Equity and taxation – An effort at a rebalancing policy.


For several years there has been discussion of how do we even consider increasing taxes to support revenues rather than continuing drastic cutting measures that seem to be the politically acceptable solution.   Kudos to some Ontario physicians, likely led by Michael Rachlis,  that are rallying around a call for increasing taxation to the highest income earners. 

Their message – “Tax us. Canada’s worth it”.  

The focus is on policy that clearly advocates for increasing taxation, and uniquely the call is coming from the very group that would be impacted.   Almost all physicians would fall into the top 10% (<$100000 annual taxable income), and the vast majority would fall into the top 1% (>170,000).  Only a handful would have taxable incomes in the top 0.1% (>640,000) which would be more typical of corporate CEO salaries and investment earners. 

While the campaign is aimed more at Ontario, there is a clear message to the federal  government as well.  The expected increased income federally would be about $3.5B.   That is actually only an increase of 1.5% in expected revenues. 

As it is budget week in Canada, unlikely that major policy shifts will be announced federally, but just to recap where Canada stands budget-wise from 2011-12. Canada’s accumulated debt is about $586B just over twice the annual expenditures of government.   We spend some $33B in servicing the accumulated debt.  In 2011-12, Canada’s expected deficit was just short of $30B, that was down from $56B during the bailout years of 09-10.  

Canada’s Gross Domestic Product is estimated at $1.58Trillion, the 14th largest economy globally.   That puts the government debt to GDP ratio at about 37%.  However, given the large propensity of debt accumulated at provincial and other public sector governments, the collective debt to GDP ratio is about 86%.  On an international basis that puts Canada in a much more precarious position.  The inserted global map puts Canada into perspective and more in keeping with European nations. Of course one can and should argue if debt to GDP is a valid indicator of progress, it is the measure that the International Monetary Fund tracks most closely. Public debt ratios   .   Noting that the graphic puts Canada as having a higher ratio than the US, but the IMF listing puts the US at a 95% ratio.  The disparities likely reflect the uncertainty in the calculations. 



So – having laid out the fiscal argument, who better to argue for increasing taxes than those that will be affected by such a policy.  Kudos to the group.  Be an advocate, ask your physician if they are aware of the campaign and have signed on?

While the sign up is designed for physicians, other public health professionals should read the backgrounder  on the current skewed taxation structure in Canada.  www.doctorsforfairtaxation.ca.  Notable as well are the low corporate taxation rates and the lack of estate taxation, both of which if modified slightly could greatly improve the fiscal reality.  

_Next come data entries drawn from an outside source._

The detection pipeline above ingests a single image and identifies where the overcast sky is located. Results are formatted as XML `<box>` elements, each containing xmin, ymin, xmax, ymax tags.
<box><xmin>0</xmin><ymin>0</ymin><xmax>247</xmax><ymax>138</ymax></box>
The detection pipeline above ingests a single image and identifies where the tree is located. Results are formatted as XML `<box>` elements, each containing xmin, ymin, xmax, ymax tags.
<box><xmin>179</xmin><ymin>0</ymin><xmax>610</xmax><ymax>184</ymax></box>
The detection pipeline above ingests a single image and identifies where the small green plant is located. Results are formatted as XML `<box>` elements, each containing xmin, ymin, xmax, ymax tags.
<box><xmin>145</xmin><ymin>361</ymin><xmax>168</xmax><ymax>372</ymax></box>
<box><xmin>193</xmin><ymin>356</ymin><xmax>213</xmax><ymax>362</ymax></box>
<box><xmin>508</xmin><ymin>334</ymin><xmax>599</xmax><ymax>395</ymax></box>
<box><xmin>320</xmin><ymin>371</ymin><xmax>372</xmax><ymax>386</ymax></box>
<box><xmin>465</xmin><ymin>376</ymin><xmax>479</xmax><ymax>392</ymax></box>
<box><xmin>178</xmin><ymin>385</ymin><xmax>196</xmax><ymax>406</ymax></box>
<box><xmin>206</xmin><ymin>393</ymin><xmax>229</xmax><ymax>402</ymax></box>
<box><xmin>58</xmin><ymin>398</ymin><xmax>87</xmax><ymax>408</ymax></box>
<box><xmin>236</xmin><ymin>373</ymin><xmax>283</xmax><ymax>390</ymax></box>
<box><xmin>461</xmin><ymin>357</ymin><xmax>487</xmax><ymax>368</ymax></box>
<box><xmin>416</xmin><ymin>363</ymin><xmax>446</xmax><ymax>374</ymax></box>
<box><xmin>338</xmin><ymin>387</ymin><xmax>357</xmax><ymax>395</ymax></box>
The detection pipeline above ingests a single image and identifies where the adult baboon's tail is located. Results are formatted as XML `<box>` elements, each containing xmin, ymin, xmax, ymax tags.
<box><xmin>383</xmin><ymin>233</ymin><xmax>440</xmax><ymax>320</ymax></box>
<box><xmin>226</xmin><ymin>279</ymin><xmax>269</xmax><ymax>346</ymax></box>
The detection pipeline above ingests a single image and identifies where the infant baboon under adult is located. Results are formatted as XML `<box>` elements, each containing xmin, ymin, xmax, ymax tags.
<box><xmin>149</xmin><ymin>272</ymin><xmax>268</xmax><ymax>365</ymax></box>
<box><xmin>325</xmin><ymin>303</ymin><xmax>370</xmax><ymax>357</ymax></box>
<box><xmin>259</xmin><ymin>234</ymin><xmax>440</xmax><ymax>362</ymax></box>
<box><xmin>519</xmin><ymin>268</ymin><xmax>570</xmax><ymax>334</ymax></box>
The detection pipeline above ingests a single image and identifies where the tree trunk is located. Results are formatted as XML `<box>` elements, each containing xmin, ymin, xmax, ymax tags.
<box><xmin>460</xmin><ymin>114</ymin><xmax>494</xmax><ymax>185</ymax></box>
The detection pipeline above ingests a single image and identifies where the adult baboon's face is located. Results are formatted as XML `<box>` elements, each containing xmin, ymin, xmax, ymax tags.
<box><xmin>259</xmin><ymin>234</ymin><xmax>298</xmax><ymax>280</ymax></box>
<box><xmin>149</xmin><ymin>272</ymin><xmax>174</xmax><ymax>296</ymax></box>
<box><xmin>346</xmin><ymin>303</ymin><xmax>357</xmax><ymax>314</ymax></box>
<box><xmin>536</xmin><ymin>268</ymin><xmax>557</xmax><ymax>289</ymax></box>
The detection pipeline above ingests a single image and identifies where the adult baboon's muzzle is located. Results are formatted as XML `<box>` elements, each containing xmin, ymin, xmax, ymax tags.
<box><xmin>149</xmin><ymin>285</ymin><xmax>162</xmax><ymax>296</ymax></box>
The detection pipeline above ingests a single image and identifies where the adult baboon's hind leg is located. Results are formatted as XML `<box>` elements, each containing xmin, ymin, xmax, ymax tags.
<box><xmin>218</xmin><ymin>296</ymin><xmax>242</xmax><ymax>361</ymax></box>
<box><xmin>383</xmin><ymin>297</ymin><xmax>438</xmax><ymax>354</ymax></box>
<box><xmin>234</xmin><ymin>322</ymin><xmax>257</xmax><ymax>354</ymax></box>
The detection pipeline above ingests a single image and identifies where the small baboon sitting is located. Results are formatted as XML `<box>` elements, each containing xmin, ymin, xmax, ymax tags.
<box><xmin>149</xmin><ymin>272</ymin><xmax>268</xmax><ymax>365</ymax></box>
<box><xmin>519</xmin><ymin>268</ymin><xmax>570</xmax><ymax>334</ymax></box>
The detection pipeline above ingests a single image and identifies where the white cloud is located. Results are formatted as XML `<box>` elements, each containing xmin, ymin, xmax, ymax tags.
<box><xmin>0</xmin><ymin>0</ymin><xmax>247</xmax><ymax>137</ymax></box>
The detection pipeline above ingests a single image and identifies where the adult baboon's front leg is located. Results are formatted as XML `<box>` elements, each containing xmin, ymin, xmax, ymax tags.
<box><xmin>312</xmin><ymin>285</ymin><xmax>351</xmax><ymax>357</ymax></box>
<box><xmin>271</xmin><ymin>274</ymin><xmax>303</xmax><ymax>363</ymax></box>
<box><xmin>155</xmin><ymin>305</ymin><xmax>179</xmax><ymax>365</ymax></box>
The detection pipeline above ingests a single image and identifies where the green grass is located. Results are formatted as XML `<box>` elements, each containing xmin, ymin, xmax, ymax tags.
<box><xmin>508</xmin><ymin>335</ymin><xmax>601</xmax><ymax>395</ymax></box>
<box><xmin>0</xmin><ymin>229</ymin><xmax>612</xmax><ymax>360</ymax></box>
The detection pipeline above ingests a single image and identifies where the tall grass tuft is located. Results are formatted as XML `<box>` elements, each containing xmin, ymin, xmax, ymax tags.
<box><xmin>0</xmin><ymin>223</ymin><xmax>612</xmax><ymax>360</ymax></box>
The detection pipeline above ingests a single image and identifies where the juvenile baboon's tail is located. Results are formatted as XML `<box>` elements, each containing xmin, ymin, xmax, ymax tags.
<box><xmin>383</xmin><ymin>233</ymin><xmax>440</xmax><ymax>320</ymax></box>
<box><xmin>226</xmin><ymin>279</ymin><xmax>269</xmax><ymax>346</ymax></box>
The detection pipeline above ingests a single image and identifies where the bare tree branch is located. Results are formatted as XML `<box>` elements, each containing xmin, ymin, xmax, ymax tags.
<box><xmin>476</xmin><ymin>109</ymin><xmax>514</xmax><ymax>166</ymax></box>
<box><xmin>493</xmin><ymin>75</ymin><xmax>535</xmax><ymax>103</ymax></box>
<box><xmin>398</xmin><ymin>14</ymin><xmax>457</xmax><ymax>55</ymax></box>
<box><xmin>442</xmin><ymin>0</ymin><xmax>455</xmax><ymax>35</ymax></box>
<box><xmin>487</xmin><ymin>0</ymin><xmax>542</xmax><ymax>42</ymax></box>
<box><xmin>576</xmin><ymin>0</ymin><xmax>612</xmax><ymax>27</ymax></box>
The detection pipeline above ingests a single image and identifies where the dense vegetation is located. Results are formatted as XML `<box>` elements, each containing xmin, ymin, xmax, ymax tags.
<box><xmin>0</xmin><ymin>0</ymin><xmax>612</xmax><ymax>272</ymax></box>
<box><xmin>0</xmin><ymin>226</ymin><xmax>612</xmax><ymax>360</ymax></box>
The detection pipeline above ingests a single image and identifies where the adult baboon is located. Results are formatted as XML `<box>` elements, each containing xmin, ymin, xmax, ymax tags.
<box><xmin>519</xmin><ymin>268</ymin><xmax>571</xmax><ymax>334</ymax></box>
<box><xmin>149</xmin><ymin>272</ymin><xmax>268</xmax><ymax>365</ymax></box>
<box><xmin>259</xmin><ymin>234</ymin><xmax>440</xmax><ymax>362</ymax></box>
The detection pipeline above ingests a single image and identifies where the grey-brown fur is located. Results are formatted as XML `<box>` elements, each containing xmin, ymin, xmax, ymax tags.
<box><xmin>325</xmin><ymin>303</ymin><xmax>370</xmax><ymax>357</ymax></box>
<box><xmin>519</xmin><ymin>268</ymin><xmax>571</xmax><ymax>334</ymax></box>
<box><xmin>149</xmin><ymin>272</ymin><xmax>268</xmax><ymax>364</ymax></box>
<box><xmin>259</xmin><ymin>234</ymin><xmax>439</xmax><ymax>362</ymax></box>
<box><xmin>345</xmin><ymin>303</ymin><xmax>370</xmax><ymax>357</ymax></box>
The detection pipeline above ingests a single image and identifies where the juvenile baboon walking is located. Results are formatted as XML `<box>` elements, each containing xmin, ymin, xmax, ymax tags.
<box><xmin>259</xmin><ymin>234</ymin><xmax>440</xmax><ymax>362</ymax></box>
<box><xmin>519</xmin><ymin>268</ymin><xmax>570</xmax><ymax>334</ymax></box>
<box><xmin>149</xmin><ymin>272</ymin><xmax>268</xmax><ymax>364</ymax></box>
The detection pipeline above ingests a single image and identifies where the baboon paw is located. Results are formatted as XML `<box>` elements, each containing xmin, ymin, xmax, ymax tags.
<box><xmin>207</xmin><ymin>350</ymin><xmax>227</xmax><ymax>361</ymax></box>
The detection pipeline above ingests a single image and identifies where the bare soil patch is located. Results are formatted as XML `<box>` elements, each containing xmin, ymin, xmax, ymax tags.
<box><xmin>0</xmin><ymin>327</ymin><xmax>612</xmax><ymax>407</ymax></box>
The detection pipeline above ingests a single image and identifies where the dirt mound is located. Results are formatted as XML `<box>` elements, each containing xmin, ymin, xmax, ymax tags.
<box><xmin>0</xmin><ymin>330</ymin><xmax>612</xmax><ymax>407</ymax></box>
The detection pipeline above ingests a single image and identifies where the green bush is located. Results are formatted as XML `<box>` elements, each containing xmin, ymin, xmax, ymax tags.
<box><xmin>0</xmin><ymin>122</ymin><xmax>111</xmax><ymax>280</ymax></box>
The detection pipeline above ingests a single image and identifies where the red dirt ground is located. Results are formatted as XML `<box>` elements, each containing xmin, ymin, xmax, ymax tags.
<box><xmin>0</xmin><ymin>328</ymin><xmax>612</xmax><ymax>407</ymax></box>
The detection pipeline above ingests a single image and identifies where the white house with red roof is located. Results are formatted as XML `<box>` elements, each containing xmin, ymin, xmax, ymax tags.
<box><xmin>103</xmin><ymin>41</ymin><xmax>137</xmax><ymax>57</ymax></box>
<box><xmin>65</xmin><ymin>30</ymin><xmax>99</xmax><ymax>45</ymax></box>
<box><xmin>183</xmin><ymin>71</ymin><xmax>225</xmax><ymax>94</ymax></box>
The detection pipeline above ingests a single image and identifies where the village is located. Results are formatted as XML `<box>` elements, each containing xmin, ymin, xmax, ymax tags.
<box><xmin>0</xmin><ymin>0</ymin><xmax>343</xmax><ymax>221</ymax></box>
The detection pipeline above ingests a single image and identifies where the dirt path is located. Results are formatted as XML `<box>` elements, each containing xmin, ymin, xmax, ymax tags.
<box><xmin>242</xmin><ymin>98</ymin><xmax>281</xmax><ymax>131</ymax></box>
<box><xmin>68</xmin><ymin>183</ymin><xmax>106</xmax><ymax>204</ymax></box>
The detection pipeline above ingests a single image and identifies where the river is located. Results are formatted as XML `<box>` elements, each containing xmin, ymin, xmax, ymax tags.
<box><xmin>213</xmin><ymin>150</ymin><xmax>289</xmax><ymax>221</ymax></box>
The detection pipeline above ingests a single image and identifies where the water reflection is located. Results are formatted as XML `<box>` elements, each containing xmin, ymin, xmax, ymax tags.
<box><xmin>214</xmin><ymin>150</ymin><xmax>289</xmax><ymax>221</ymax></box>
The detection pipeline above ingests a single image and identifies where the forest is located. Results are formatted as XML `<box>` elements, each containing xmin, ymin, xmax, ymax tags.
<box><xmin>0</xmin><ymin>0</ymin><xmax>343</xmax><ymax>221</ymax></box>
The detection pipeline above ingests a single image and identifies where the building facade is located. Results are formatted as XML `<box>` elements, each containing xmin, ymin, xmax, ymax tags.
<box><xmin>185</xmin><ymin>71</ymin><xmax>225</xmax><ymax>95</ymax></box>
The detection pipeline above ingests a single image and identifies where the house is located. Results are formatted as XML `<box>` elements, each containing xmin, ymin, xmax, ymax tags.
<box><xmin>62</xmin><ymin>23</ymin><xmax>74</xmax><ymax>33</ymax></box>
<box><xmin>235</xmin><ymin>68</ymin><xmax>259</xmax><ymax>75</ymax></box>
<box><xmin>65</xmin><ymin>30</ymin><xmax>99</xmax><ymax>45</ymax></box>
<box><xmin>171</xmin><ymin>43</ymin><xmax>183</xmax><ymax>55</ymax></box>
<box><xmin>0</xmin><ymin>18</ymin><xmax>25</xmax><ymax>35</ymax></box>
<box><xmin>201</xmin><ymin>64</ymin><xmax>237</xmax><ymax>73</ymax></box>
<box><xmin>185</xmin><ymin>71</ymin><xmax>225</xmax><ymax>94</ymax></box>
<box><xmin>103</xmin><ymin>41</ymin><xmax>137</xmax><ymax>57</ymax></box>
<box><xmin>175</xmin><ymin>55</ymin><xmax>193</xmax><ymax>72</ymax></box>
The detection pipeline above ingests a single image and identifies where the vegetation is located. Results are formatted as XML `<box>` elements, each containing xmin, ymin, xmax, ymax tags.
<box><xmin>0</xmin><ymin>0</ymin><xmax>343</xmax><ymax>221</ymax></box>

In a separate piece, the Health as if everyone counts blog also published a piece on the shortcomings of the Ontario Drummond report, in particular the implications of the policy of tax reductions since 1995 and the impact that implementing redistributive taxation now would have on stabilizing Ontario revenues Ted Schrenker: Life A.D. (After Drummond) part 2

Are we starting to see a pro-taxation revolution in the works?